When a WorkerPool teardown exceeds its shutdown timeout, the pool abandons the unresponsive worker by design (pool.py logs the abandoned worker uid) — but the abandoned WorkerProcess then holds the parent interpreter's exit hostage. multiprocessing registers an atexit handler that joins every live non-daemon child, and an abandoned worker never exits on its own: its parent-death watchdog only fires when the parent dies, which is precisely what the join prevents. The parent blocks in os.waitpid indefinitely.
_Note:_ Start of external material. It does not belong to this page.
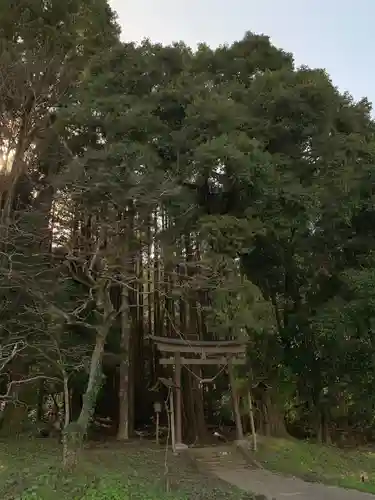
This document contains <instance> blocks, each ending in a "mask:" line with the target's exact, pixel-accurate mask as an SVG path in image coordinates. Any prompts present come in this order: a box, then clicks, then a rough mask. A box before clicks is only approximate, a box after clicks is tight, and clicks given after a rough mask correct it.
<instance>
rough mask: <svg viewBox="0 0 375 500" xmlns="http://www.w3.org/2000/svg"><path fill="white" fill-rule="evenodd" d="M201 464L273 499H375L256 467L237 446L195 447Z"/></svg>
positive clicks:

Observed twice running the full test suite: tests/integration/test_dispatch_hypothesis timed out under machine load, its pool teardown abandoned a live worker, and pytest — with all tests complete and results buffered — wedged at interpreter exit until the orphan was killed externally. Stack at the wedge: Py_RunMain → _Py_Finalize → atexit_callfuncs → os_waitpid → __wait4, with the leaked worker idle in its event loop.

The trigger test is itself load-sensitive (a heavy Hypothesis exploration that passes in isolation in ~100s), but the wedge amplifies any timed-out or crashed test that strands a worker — a one-test flake becomes a whole-suite hang.

Expected behavior

An abandoned worker must not block the parent's exit. Either spawn WorkerProcess with daemon=True — safe because the parent-death watchdog already guarantees the reverse direction (workers self-terminate when the parent goes away) — or explicitly detach the process when the pool's shutdown-timeout path abandons it. Secondarily, test_dispatch_hypothesis deserves timeout headroom or retry coverage so a slow machine doesn't strand workers in the first place.

Root cause

WorkerProcess extends multiprocessing.Process without daemon=True (process.py), so multiprocessing.util._exit_function joins it at interpreter exit. The pool's shutdown-timeout path (pool.py:667-716) deliberately abandons workers that fail to stop in time but leaves them subject to that join. The abandoned worker keeps serving: its _parent_watchdog fires only on parent death, which the atexit join itself forestalls — a deadlock between the parent's exit and the child's exit condition.

Distinct from #268: that issue covers stranded in-loop ResourcePool._schedule_cleanup tasks from unstopped inline services in worker unit tests — benign, GC-timed teardown warnings with no production change required. This issue is an OS-subprocess leak that hard-wedges interpreter exit, surfaced from the integration suite, and implicates the production spawn/abandonment path.